Chemnitz Sachsen bereitet Aufnahme von Ukraine-Flüchtlinge vor
Sachsen hat der Ukraine erneut Beistand zugesagt und bereitet sich auf die Aufnahme von Flüchtlingen vor. Bislang seien zwar nur 132 Menschen aus dem Land nach Sachsen gekommen, die Zahlen würden aber erwartbar steigen, sagte Innenminister Roland Wöller (CDU) am Dienstag nach einer Sitzung des Kabinetts. "Es ist nicht nur ein Gebot der Humanität, sondern auch der europäischen Solidarität, dass wir Menschen aufnehmen."

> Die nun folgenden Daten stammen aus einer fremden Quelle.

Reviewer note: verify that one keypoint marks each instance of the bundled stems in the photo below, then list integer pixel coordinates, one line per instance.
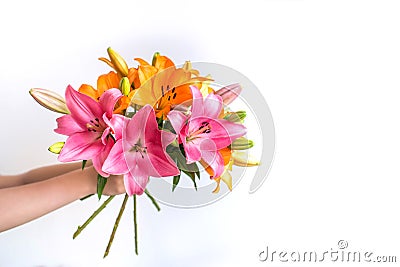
(80, 228)
(116, 224)
(135, 223)
(152, 200)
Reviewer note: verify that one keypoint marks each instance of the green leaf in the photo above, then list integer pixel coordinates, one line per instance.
(175, 181)
(101, 183)
(86, 197)
(83, 164)
(153, 200)
(192, 177)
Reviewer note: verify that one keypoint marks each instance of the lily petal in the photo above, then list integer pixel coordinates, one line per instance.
(229, 93)
(177, 120)
(81, 146)
(83, 108)
(100, 158)
(135, 185)
(197, 105)
(68, 126)
(115, 162)
(108, 100)
(212, 106)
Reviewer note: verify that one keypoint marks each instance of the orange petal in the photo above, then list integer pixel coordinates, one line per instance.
(107, 81)
(89, 91)
(163, 62)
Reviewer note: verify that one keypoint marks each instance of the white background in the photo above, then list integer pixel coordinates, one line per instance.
(329, 71)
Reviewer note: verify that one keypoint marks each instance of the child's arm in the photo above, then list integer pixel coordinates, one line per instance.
(39, 174)
(22, 204)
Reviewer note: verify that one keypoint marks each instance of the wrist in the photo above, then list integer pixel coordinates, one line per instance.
(90, 176)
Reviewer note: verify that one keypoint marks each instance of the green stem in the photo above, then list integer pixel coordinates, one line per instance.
(80, 228)
(116, 224)
(135, 223)
(152, 200)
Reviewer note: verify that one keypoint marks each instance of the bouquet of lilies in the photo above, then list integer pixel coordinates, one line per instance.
(154, 120)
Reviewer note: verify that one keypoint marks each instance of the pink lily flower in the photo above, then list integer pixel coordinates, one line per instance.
(203, 133)
(140, 152)
(88, 127)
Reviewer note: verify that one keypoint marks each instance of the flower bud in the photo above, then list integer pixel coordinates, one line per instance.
(229, 93)
(237, 116)
(56, 147)
(49, 100)
(243, 159)
(125, 86)
(155, 56)
(242, 143)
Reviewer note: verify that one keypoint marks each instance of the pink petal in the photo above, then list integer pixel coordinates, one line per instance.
(104, 136)
(192, 152)
(136, 127)
(108, 100)
(83, 108)
(167, 138)
(197, 105)
(81, 146)
(212, 106)
(99, 159)
(177, 120)
(135, 182)
(215, 161)
(162, 165)
(229, 93)
(117, 124)
(115, 162)
(68, 126)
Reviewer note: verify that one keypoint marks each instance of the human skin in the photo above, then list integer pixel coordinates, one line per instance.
(35, 193)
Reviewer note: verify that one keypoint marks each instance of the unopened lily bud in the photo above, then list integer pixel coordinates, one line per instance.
(49, 100)
(56, 147)
(229, 93)
(125, 86)
(242, 143)
(237, 116)
(155, 56)
(118, 62)
(243, 159)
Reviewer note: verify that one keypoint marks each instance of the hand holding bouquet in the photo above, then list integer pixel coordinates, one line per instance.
(155, 120)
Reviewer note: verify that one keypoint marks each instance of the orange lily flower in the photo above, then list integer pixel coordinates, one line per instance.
(108, 81)
(163, 85)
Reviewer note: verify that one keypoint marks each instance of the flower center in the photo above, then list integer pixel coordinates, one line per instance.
(94, 125)
(139, 148)
(205, 127)
(167, 96)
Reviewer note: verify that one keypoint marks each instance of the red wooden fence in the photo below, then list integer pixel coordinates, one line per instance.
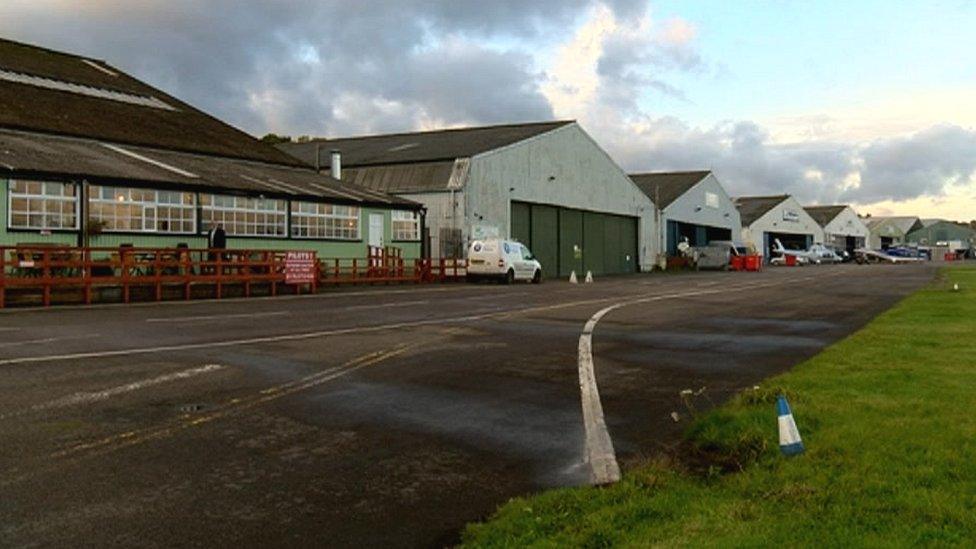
(49, 268)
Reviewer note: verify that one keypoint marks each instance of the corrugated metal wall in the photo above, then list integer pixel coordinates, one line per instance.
(566, 239)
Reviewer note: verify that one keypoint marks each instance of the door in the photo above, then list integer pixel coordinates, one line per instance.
(570, 242)
(377, 228)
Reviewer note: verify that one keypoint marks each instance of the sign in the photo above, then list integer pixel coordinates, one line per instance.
(300, 268)
(484, 232)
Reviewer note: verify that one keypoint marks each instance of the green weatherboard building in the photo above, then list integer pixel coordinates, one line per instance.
(90, 155)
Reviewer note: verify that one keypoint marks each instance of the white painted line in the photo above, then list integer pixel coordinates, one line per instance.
(384, 305)
(148, 160)
(45, 340)
(216, 317)
(89, 398)
(600, 455)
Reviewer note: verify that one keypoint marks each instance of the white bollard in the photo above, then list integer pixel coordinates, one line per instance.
(789, 436)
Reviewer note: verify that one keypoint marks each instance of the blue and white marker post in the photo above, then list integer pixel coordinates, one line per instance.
(789, 436)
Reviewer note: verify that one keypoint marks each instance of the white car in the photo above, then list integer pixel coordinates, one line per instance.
(504, 260)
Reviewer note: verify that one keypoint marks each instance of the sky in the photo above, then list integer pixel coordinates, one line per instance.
(869, 103)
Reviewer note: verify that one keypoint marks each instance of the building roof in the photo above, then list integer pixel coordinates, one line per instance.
(428, 146)
(663, 188)
(402, 178)
(823, 215)
(904, 223)
(752, 208)
(25, 154)
(46, 91)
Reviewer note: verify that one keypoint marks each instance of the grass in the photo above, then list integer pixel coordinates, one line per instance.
(888, 417)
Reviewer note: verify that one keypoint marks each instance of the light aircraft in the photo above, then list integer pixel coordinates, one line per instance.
(865, 255)
(817, 254)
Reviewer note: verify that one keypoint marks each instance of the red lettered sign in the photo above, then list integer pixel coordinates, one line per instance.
(300, 268)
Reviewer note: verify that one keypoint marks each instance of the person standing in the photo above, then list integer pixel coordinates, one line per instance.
(217, 237)
(216, 240)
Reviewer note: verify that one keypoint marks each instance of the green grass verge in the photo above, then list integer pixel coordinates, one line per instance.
(887, 416)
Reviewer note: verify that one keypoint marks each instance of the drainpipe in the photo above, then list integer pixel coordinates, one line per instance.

Wie viele Menschen in den Freistaat kämen, sei noch unklar, so Wöller. Sachsen sei jedoch das Bundesland, in dem die Geflüchteten zuerst ankämen, vor allem über den Grenzübergang bei Görlitz. Die Menschen könnten etwa in den Erstaufnahme-Einrichtungen aufgenommen werden, dort seien mehr als 2000 Plätze frei, sagte Wöller. "Wir sind dabei, weitere Flächen und Kapazitäten zu erschließen."
Nach Angaben der Regierung wurde inzwischen ein Ukraine-Ausschuss gebildet, dem neben der Staatskanzlei mehrere Ministerien, kommunale Spitzenverbände und die Landesdirektion angehören. Ziel sei es, die Hilfen zu koordinieren. Die Betroffenen sollten möglichst kurze Zeit in Erstaufnahmeeinrichtungen verbringen und schnell in Städten und Dörfern untergebracht werden, sagte Ministerpräsident Michael Kretschmer (CDU): "Die Kinder sollen in Kindergärten und Schulen gehen können. Wir wünschen uns sehr, dass die Frauen und Männer auch arbeiten können."
Noch in dieser Woche soll dafür auch ein digitales Portal des Freistaats freigeschaltet werden, in dem Hilfsangebote gebündelt werden könnten. Nach dem Worten Kretschmers will Sachsen 250 000 Euro in konkrete Hilfsmaßnahmen stecken. Man sei mit den Johanniter im Gespräch, ein Zeltlager zu errichten.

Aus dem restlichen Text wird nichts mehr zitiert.